A 63-year-old female with a history of hyperlipidemia, tobacco use and recent admission for myopericarditis presented with a one-month history of hand weakness, balance issues, and fingertip numbness. MRI showed multifocal infarcts involving anterior and posterior circulation, many following the internal and external border zone pattern with no significant extra- or intracranial stenosis on the concurrent CTA head and neck. Transthoracic echocardiogram did not reveal an intracardiac source; PFO was noted. Initial consideration was given to cardioembolic etiology in the setting of recent left heart catheterization or a paradoxical embolism given a PFO was found on echocardiogram. However, watershed distribution on MRI was inconsistent with a stereotypical cardioembolic pattern, and further investigation revealed an eosinophil count of 4.45 cells/nanoliter. On retrospective review, hypereosinophilia was also present one month prior during her myopericarditis admission. The patient met diagnostic criteria for HES and was started on high dose steroids. No alternative etiology for HES, such as infection or malignancy, was discovered.

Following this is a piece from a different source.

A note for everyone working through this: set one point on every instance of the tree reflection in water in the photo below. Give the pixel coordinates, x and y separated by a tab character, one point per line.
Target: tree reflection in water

HES has variable symptoms including neurological presentations such as stroke, HES-associated encephalopathy, and peripheral neuropathy. Two major mechanisms are proposed to explain ischemic infarcts in the setting of HES: 1) Endocardial and myocardial damage leading to thrombus formation and cardioembolic event and 2) Vascular endothelial damage leading to local thromboembolism and impairment of microcirculation. The latter explains the watershed-like pattern on MRI which reflects local thrombosis of distal vessels that is further exacerbated by poor clearance of micro emboli in a hyper viscous state.
Our case highlights HES as an atypical stroke etiology that should be considered with bilateral watershed infarcts seen on brain imaging.